Tom Friedman has a column up lambasting Bibi Netanyahu for putting Israel's future as a Jewish, democratic state at risk. Matt Yglesias says there's "an awful lot to agree with" in Friedman's column, but argues that he gives Bibi too much credit in attributing his postures to ignorance. Rather, Yglesias' argues, Bibi has made it evident that he has a strong substantive commitment to the settler project, and all the damage Israel's taking to its international reputation are costs Bibi is absorbing with open eyes. It's not that Bibi is making a "misstep" -- he's just made a calculation that his allegiance to settlements is worth growing international isolation.
I'll parrot Yglesias' words back: there's "an awful lot to agree with" in that. I do agree that Bibi is substantively committed to a vision of greater Israel that is in my view immoral and unsustainable. While he has some recognition that a Palestinian state will have to come into existence eventually, he doesn't really have any plan for it, nor does he have any qualms about gobbling up as much of the West Bank as possible before that day occurs. This is important to note, because while Israel has had leaders willing to make bold strides for peace, Bibi is not one of them, and that fact has to be part of any short-term appraisal of how Israel and Palestine got to the position they're in right now.
Still, I don't think it gets the whole story either. First, I'll reiterate my view that Bibi's primary motivator is neither ignorance about Israel's situation, nor ideological commitment to Greater Israel, but simply short term personal/political self-interest. Yglesias cites his decision to stay with Likud when Ariel Sharon broke off to form Kadima as proof of his status as an ideologue who is willing to gamble, but I think it is more consistent with basic political self-preservation instincts. Even while Sharon was part of Likud, Netanyahu was constantly sniping at him from the right--that's a large part of why Sharon packed up and left. Netanyahu would have had no credibility in Kadima and would have been marginalized if he'd tried to join. Leading Likud's rump faction was clearly his best move, and it did indeed pay off.

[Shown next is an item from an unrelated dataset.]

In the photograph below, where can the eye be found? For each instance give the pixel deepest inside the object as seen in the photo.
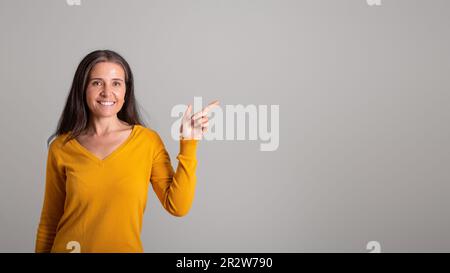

Second, Yglesias' point that Bibi knows and is willing to accept growing international isolation as a price to pay for settlements doesn't account for a key aspect of Bibi's worldview: that international isolation is simply a fact of life of Israel no matter what it does, and has little to do with the settlement project at all. Settlements are the current preferred rhetoric for folks who find it impolitic to simply say they dislike Israel as a concept, but they aren't actually playing any causal role. True or not (I think it's more true than Yglesias thinks but less than Bibi does), for someone who believes that "international isolation" is going to be a relative non-factor in one's analysis, because it isn't something that can be helped.
Finally, the fact that Netanyahu has, at times, recognized the need for a Palestinian state and respects Israel's democratic character indicates, to me, that settlement expansion is at the very least not his only ideological commitment. He is not just a National Union MK in drag. But I think he's simply too mentally weak to see the tension, and thus is attempting to delude himself that Israel can maintain its current path without consequence. It is a painful choice for Bibi, and sometimes when people are faced with painful choices they just attempt to put off choosing, covering their eyes to the dilemma in front of them. That, too, is part of what Bibi is doing.